Tatouage au noir de car­bone. DR

Ce der­nier est pré­sent dans les cou­leurs vives des tatouages comme le vert, le bleu ou le rouge. En revanche, ce phé­no­mène méca­nique ne se pro­duit pas avec l’encre noire de car­bone. Et pour cause, « le dioxyde de titane est plus abra­sif que le noir de car­bone, du fait de sa forte den­sité et de sa résis­tance », pré­cisent les scientifiques.

En outre, la taille des par­ti­cules trou­vées dans les gan­glions lym­pha­tiques varie de 50 nano­mètres à 2 micro­mètres. Quid de leur dan­ge­ro­sité ? « Les nano­par­ti­cules sont plus dan­ge­reuses que les micro­par­ti­cules, en rai­son de leur rap­port accru surface/volume, ce qui entraîne une libé­ra­tion poten­tiel­le­ment plus impor­tante d’élé­ments toxiques », expliquent les chercheurs.

Ces der­nières peuvent éga­le­ment péné­trer direc­te­ment dans les cel­lules et, ainsi, voya­ger plus faci­le­ment dans le corps. Seule éclair­cie dans ce tableau : les reins peuvent plus faci­le­ment les excré­ter du corps.

« Aujourd’hui, nous ne pou­vons pas affir­mer l’impact exact sur la santé »

Les cher­cheurs l’af­firment, cette nou­velle décou­verte consti­tue un pas de plus vers une meilleure com­pré­hen­sion des réac­tions indé­si­rables – rela­ti­ve­ment com­munes – liées aux tatouages. Un réel pro­blème de santé publique si l’on consi­dère le nombre élevé de per­sonnes concer­nées par le risque d’al­ler­gie. De fait, actuel­le­ment, 18 % des Français de plus de 18 ans sont ou ont été tatoués** – soit près d’un Français sur cinq –, selon une étude Ifop de 2018.

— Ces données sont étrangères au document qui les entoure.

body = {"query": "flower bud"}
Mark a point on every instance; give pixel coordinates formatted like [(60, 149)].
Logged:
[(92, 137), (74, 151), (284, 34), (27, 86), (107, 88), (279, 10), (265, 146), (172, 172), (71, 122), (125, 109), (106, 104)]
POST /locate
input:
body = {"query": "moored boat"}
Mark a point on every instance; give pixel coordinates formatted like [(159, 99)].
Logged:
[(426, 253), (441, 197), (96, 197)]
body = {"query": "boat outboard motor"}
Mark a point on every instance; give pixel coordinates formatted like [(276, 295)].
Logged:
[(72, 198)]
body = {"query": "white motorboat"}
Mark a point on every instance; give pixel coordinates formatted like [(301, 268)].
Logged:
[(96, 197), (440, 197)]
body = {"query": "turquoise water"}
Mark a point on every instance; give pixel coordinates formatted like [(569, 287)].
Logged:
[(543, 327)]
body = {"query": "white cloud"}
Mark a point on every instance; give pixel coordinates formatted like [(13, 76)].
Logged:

Des chercheurs de l’ESRF ont contribué à montrer que l’abrasion mécanique des aiguilles utilisées lors du tatouage pourraient être une cause d'allergie.Ines Schreiber utilisant une technique de l'ESRF. © ESRF

Ines Schreiber uti­li­sant une tech­nique de l’ESRF. © ESRF

Pour être pré­cisé, l’im­pact réel en matière de réac­tions aller­giques néces­site tou­te­fois des inves­ti­ga­tions sup­plé­men­taires. « Le fait que les pig­ments et les par­ti­cules d’abrasion des aiguilles se retrouvent dans les gan­glions lym­pha­tiques appelle à une atten­tion par­ti­cu­lière pour expli­quer les réac­tions aller­giques aux tatouages », note Ines Schreiber

Et la cher­cheuse reste pru­dente. « Aujourd’hui, nous ne pou­vons pas affir­mer l’impact exact sur la santé et le déve­lop­pe­ment de réac­tions aller­giques. Ce sont des effets à long terme qui ne peuvent être éva­lués que par des études épi­dé­mio­lo­giques qui sur­veillent la santé de mil­liers de per­sonnes sur des décen­nies », estime-t-elle.

Véronique Magnin

* L’équipe, diri­gée par des cher­cheurs de l’Institut fédé­ral alle­mand d’é­va­lua­tion des risques (BFR) com­prend des scien­ti­fiques du Synchrotron euro­péen de Grenoble (ESRF), de plu­sieurs ins­ti­tuts et d’universités alle­mandes (Xploraytion GmbH, Physikalisch-Technische Bundesanstalt, Technical UniversityBerlin, HelmutFischer GmbH, Ludwig-Maximilians University), et un der­ma­to­lo­giste de l’Université de Regensburg, Meiboomstraat (Belgique).

** Dans cer­tains pays comme l’Italie, la Suède et les États-Unis, le tatouage concerne plus de 24 % de la population.